Society: The Forgotten Age TWENTY Y.O.
13, 18, 21, 30, 50…they’re all milestone ages, marked by special cards in the Birthday aisle and new privileges. But between those numbers is a missing piece. It’s an uncelebrated milestone in everyone’s life: the end of the teen years. Turning 20 seems to be the age no one remembers, a marker that actually seems to serve mostly as the beginning to the countdown to age 21.
“When I turned 20, the weirdest thing was that I was no longer a teenager. That is how I and society had defined me for 6 years and in the span of one minute I wasn’t anymore,” said Camille Gray when reflecting on her experience.
At age 18 society grants responsibilities like the ability to sign for things without parental consent, the ability to vote, the right to buy cigarettes and enlist in the army. It’s an exciting age. Then comes 19, the last of the teen years, and finally all of a sudden big 2-0 hits, and then nothing.
“I’d say it’s more like the teasing age before turning 21,” said now 21-year-old Qiana Vincent. “You always say things like “just a few more months” or “I just wish I would turn 21 already.”
You can’t fully take the reigns of being an adult until 21. You can’t purchase alcohol or get into any of the trendy lounges with your friends who might already be 21.
Most of those surveyed said that they remember thinking that it was the start of really getting old. Many know this generation to be one of the most ambitious since the baby boomers. Young people today are jumping head first into their careers launching companies, clothing lines, and mini media hubs while still in their teens. Whether they admit it or not, part of the awe of what they do is embedded in how young they are. Thus when these ambitious young people start to grow out of their youth some serious self-reflection is forced upon them.
20-year-old Lawrence Nurse is in school and also working on his own line: Triple L Society. Turning 20 did not create anxiety for him but he did do some thinking about who he was, what he had done and where he wanted to go.
“I said to myself ‘I’m turning 20 and I have this business that I love, it kind of made me reflect on the journey that I went through and it just made me realize that I have a long road ahead of me and I’m still young.”
He didn’t feel any anxiety only a need for a shift in thinking. “I’m all about growth, so realizing that I was going to be on my own soon basically increased my drive and the passion for what I do.”
But he recalls having friends, not so sure about where they were going in life, who would express feelings of uncertainty and anxiety.
“My friend kept saying things like ‘we’re getting older and we’re about to leave college and about to be on our own…’,” Nurse recalls.
“She doesn’t really know what she wants to do and for her turning 20 basically told her it was time to settle down and find out what she wanted to do.”
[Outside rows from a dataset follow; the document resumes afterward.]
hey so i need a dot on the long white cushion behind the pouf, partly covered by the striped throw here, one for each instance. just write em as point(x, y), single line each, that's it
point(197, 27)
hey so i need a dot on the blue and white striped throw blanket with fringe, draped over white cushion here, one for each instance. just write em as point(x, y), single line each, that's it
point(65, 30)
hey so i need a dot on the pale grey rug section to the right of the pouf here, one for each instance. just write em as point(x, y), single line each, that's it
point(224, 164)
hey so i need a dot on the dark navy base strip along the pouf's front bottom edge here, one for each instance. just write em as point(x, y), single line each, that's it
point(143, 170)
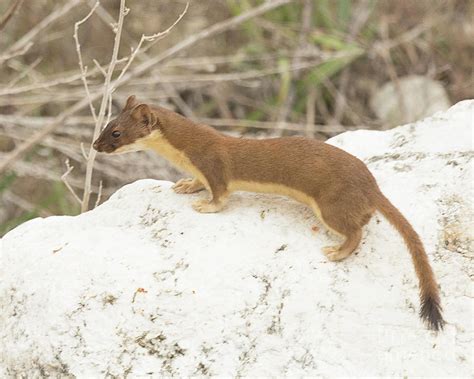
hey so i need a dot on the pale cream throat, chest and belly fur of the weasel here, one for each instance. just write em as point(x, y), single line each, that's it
point(160, 145)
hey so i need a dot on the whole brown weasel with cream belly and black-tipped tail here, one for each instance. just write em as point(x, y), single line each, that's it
point(336, 185)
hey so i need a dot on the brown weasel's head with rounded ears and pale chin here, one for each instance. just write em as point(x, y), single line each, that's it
point(129, 130)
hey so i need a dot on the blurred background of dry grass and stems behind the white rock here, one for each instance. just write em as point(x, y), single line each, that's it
point(308, 67)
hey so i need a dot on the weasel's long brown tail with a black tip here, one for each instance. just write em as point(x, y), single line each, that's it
point(430, 311)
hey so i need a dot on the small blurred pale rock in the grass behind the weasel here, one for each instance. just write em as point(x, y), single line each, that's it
point(413, 98)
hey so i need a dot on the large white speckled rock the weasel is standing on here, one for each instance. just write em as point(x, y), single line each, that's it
point(144, 285)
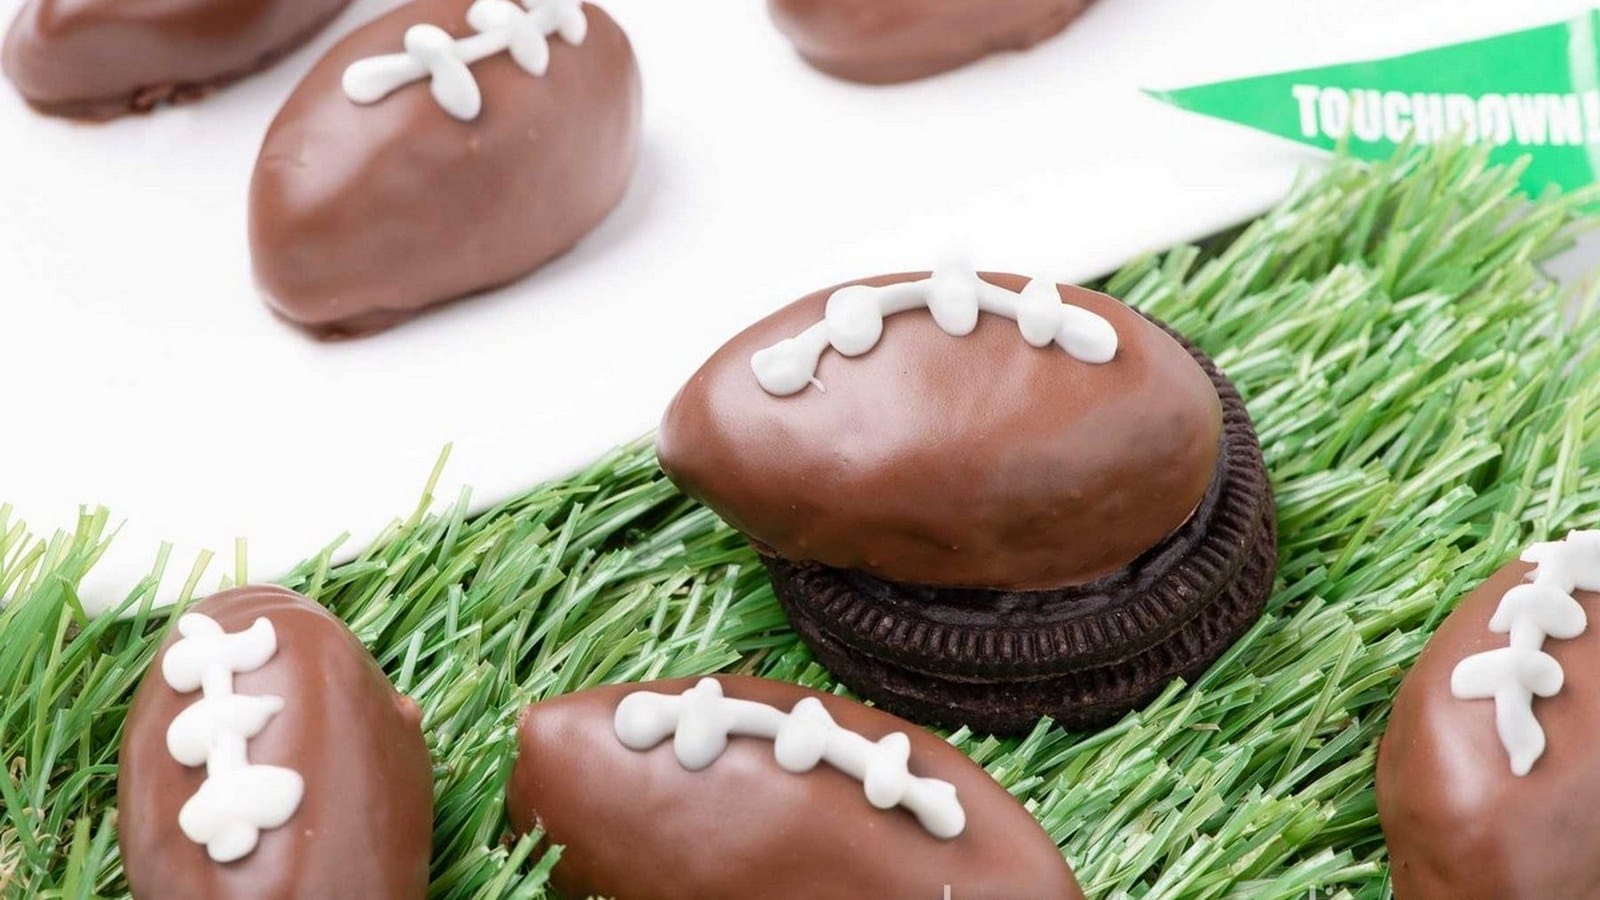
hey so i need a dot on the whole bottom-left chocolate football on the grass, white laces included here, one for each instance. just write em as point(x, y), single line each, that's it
point(266, 757)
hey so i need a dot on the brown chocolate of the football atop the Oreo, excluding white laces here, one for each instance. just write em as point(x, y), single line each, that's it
point(975, 462)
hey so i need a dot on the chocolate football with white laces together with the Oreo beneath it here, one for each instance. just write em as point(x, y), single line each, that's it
point(985, 500)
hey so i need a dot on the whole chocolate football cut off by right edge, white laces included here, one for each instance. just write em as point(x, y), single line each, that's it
point(1487, 777)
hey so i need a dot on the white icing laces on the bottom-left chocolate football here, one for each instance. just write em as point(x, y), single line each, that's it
point(238, 800)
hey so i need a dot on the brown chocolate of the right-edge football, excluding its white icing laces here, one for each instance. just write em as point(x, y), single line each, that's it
point(1458, 822)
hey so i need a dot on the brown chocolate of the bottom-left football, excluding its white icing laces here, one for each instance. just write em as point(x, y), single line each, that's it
point(364, 827)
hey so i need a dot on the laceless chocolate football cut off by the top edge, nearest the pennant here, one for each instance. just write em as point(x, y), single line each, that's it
point(900, 41)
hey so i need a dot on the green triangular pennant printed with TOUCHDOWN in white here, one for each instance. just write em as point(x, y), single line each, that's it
point(1527, 94)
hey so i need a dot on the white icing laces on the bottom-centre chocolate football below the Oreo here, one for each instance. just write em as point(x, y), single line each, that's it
point(700, 721)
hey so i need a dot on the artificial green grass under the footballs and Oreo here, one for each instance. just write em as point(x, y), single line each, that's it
point(1423, 411)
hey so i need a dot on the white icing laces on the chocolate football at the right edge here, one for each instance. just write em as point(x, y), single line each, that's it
point(1529, 614)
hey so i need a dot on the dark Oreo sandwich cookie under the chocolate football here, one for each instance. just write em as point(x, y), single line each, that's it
point(1087, 654)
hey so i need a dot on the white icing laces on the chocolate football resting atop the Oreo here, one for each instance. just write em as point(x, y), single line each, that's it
point(854, 323)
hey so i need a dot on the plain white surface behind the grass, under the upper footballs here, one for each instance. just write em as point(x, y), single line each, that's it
point(143, 374)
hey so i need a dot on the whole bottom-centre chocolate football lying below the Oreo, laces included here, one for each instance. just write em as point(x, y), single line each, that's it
point(738, 787)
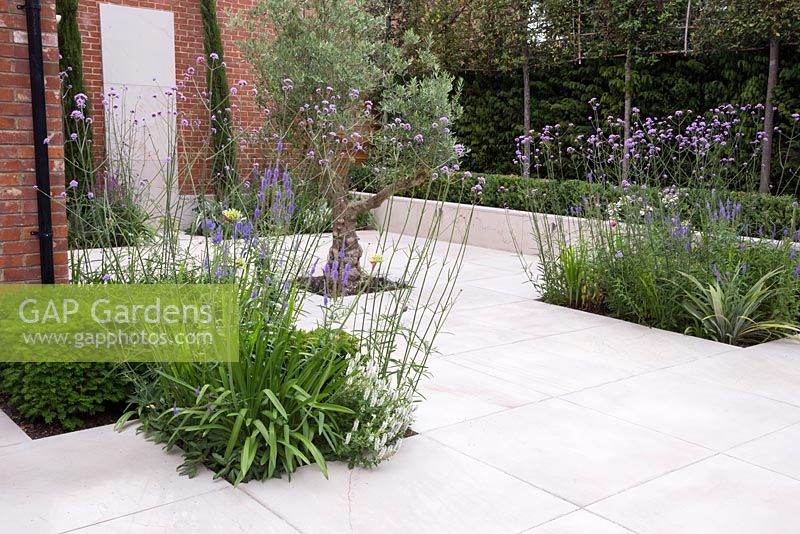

Even as young as 20 can produce anxiety about what’s to come, and better yet, what hasn’t come yet. The time has officially come and gone of ever being a child star or prodigy. A different set of associations arise when the response to “how old are you?” becomes “twenty.”
“You start to think about the pressures of finding a career and being successful in life. It’s like when you have that teen attached, its like okay you’re young, once twenty comes you’re grown. So you have the feeling and responsibilities of thinking about your career and questions like what am I going to do and who do I want to be?” reflected 22 year old Rickina Brooks who mentioned that upon turning twenty her mom stopped paying her phone bill and she faced the reality of paying her own bills.
She looked forward to the privileges she would be granted at 21 but she admits that not everyone always waits until that age.
“Kids grow up fast. They’re already doing that stuff before 21, so when you turn 21 its not such a big deal, its just like okay I can do everything I was doing before …legally.”